Wilson Lima propôs representação eleitoral com pedido de direito de resposta e tutela de urgência contra a coligação “Eu voto no Amazonas”, contra os vídeos onde Carlos Alberto Almeida Filho defende o pagamento das indenizações aos presos que se mataram numa briga entre facções, no Compaj. “No entanto, embora plausíveis os argumentos trazidos pelo representante, não se afigura possível a concessão da tutela na forma pleiteada, qual seja, de impedir os representados de se manifestarem sobre determinado assunto, sob pena de se incorrer em censura prévia, o que é vedado por nossa legislação”, decidiu o juiz. O processo deve transcorrer normalmente.

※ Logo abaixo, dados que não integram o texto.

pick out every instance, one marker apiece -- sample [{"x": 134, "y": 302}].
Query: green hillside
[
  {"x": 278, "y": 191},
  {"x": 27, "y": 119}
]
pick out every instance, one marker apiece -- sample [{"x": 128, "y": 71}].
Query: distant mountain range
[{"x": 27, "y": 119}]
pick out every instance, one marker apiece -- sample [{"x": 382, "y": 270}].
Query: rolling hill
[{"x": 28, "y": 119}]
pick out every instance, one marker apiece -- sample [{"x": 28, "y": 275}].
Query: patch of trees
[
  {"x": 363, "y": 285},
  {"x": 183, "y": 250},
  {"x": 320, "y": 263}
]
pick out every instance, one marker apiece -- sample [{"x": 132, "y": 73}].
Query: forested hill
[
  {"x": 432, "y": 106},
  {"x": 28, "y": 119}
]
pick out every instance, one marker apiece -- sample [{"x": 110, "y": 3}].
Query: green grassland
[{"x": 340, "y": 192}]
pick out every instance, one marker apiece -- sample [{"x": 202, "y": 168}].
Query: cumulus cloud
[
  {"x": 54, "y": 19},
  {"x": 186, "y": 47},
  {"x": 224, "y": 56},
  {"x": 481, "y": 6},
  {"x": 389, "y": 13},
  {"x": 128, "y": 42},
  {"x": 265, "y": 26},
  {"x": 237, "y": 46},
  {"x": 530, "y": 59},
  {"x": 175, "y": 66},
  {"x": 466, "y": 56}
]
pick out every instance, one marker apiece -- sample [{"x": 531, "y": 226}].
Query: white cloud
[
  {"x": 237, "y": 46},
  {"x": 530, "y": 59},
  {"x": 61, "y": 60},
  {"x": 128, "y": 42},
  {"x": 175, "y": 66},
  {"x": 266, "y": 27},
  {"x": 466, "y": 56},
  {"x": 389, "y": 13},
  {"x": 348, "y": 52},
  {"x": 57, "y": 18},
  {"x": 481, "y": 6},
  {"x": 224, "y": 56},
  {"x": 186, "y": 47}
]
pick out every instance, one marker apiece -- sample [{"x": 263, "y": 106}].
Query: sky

Em entrevista ao jornal A Crítica, Carlos Alberto Almeida Filho, que foi titular da Defensoria Especializada em Atendimento de Interesses Coletivos (DPEAIC), disse que negocia com o Estado, por meio da Procuradoria Geral do Estado (PGE) e Casa Civil, o pagamento das indenizações. “Ano passado passamos por três mudanças de governo. Logo após o massacre, iniciamos os trabalhos e conversamos com a PGE, mas a procuradoria não definiu o valor indenizatório a ser pago. Depois veio a cassação do Melo. Na seqüência, também procuramos a PGE na era David Almeida, mas não conseguimos avançar. E continuamos sem um parecer do Estado sobre o valor da indenização e a quem se estenderiam esses pagamentos”, afirmou o defensor.

Segundo Almeida Filho, inicialmente a DPE pleiteou valores indenizatórios de R$ 50 mil para cada núcleo familiar de detentos mortos. O valor, segundo ele, é baseado em decisões do Superior Tribunal de Justiça (STJ), em julgamentos em que o Estado foi responsabilizado pela morte de presos. Das 64 vítimas no massacre, 59 famílias procuraram a DPE e foram consideradas aptas a receberem as indenizações. “O entendimento que se tem é que se uma pessoa teve a sua liberdade cerceada, está em uma unidade prisional e morre lá dentro, o Estado é sim responsável por ela”, argumentou o defensor. “O problema é que verificamos que muitas pessoas ali nem deveriam estar presas”, disse.